On the other hand, PBOT’s reputation in East Portland is one of wilful neglect for the past 30 years, and it really can’t get much worse. Even ODOT is liked more in East Portland.
Montevilla, north of Division and west of I-205, is a member of the SE Uplift League (SEUL) neighborhood coalition and is not technically part of the East Portland neighborhood coalition (EPCO) at all. There is no “Gateway neighborhood”. The Gateway urban renewal district is mostly in Hazelwood, a huge sprawling neighborhood of 24,000 that also includes the Adventist hospital, Glendoveer, and the David Douglas public high school complex, to 146th, but it’s also partly in the Woodland Park, Mill Park, and Parkrose Heights neighborhood associations. “148th & Division” is in the Centennial neighborhood association, the second largest in the city with over 25,000 residents that stretches all the way to Gresham.

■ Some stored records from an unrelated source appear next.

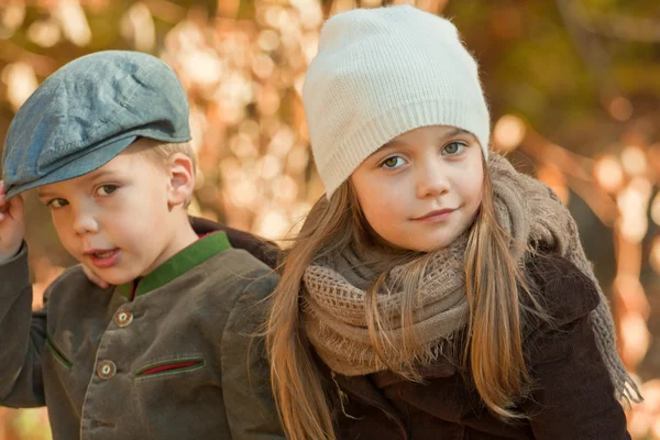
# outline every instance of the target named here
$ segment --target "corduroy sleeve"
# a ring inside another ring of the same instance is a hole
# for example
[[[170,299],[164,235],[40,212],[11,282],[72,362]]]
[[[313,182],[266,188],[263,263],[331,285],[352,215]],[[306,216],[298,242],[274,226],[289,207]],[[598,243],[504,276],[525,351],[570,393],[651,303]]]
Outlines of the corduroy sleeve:
[[[263,338],[267,317],[263,299],[277,285],[274,272],[254,276],[238,298],[222,334],[222,395],[232,440],[284,440],[271,391]]]
[[[0,265],[0,404],[45,405],[41,359],[46,342],[46,312],[32,312],[28,246]]]

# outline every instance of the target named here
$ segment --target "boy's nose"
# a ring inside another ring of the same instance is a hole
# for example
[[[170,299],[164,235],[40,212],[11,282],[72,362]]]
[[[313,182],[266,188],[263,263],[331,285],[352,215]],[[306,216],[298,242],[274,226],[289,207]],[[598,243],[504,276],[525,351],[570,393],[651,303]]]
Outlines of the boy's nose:
[[[98,222],[91,212],[78,209],[74,218],[74,231],[78,235],[98,232]]]
[[[416,172],[417,197],[438,196],[449,190],[450,184],[442,166],[427,164]]]

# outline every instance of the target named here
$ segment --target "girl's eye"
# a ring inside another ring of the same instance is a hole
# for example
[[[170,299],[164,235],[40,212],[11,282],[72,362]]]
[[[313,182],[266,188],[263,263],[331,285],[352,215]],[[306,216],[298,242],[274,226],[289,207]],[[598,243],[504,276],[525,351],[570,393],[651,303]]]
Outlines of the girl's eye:
[[[405,161],[400,156],[392,156],[381,163],[381,167],[387,169],[396,169],[405,164]]]
[[[110,196],[116,190],[117,190],[117,185],[102,185],[99,187],[99,189],[97,189],[97,195]]]
[[[462,153],[463,150],[465,150],[465,145],[463,143],[452,142],[450,144],[444,145],[444,148],[442,148],[442,153],[453,155],[453,154]]]
[[[65,199],[53,199],[51,201],[48,201],[48,207],[51,208],[62,208],[63,206],[68,205],[68,201],[66,201]]]

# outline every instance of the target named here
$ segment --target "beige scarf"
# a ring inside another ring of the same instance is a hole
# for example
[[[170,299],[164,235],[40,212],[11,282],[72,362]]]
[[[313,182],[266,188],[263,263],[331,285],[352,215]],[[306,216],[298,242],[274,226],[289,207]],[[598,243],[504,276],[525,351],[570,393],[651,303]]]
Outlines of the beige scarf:
[[[557,196],[542,183],[520,174],[503,157],[493,154],[488,170],[495,195],[495,208],[501,226],[519,243],[551,249],[580,268],[597,286],[601,301],[590,318],[598,350],[607,365],[616,397],[640,402],[641,396],[616,352],[614,323],[607,299],[586,260],[575,221]],[[464,262],[466,238],[431,256],[422,275],[414,310],[414,326],[424,352],[415,360],[430,362],[443,343],[468,322]],[[524,255],[516,255],[518,261]],[[403,266],[389,271],[385,285],[387,295],[377,302],[383,316],[394,326],[387,333],[393,345],[403,343],[399,307],[403,294],[396,283]],[[345,252],[341,258],[319,261],[304,276],[304,329],[318,354],[333,371],[344,375],[363,375],[386,370],[371,343],[365,321],[365,288],[377,274],[370,272],[361,258]],[[391,350],[387,359],[394,364],[410,362],[402,351]]]

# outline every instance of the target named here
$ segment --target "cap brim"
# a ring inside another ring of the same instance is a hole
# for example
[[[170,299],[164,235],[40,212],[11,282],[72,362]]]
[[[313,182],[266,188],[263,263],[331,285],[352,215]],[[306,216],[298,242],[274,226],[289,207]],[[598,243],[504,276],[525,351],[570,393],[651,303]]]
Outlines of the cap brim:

Parts of Stark are both in Hazelwood and in Mill Park, which also has the police station that was attacked recently.
East Portland is car centric for the very simple reason that the distances that people have to go are much further. Granted that road conditions are much more hostile out there, but fixing that wouldn’t change how the vast majority of people would get around.
A few specific areas can be made safer and infrastructure might make sense in areas large number of people live within walking distance of goods and services. But that’s far from the general situation out there.
Trying to push through aspirational infrastructure where it doesn’t make sense only breeds skepticism of alternative transport. Anyone who thinks the core is anything other than very friendly, easy, and convenient shouldn’t be expecting people who live further out in East to want do anything other than drive.
I think there is more to it. What you say is not false, but consider the basic security that a person feels in a metal box with locking doors. East Portland is a bit rougher than Inner SE (for instance). So, the car culture is strong there.
Would that change if the neighbor hoods became “walkable”? Assuming that walkable meant only that shops, parks and plazas were withing walking distance from homes. It’s an experiment that is well worth the effort… I’m looking at you City Hall.
What would you build in east Portland with the transportation funding we have?
Me, I’d encourage lots and lots of roundabouts and traffic circles, especially with Covid-19 helping to keep schools closed. Preferably every quarter mile or so. The biggest opponent to roundabouts in East Portland came from the David Douglas public school district, as their yellow school bus drivers have difficulty going around them (PBOT put one in at SE Stephen & 122nd, and had to remove it a week later at great cost back about 15 years ago when DDSD objected to it.)
Trim the dang bush – the person wouldn’t have to walk in the street then.
Anyone can submit a complaint to correct a nuisance, particularly one a property owner is responsible for correcting.
I think that can work well in areas with good sidewalks, where a nuisance like an overgrown bush is an exception. In areas like the ones in the photos, I think the complaint system may be less effective. Is it worth complaining about a bush, when a yard away you have a telephone pole cutting the sidewalk width in half, or at the corner you’ve got advertising signs in your face, and more poles centered right at the end of the crosswalk? And you’ve got 10 cars every block driving in and out of driveways across the sidewalk right in front of you? Personally, I wouldn’t bother when correcting the nuisance will only bring my walking route from horrible to horrible-minus-one-bush. And I’m speaking as someone who’s had some very good experiences when reporting things to PBOT.
Most East Portland sidewalks, where they exist that is, are narrower than the city standards, typically 7 feet from curb to the property line on major arterial roadways and less than that in residential areas. The city standard on arterial roadways is 12 feet, 18 feet downtown.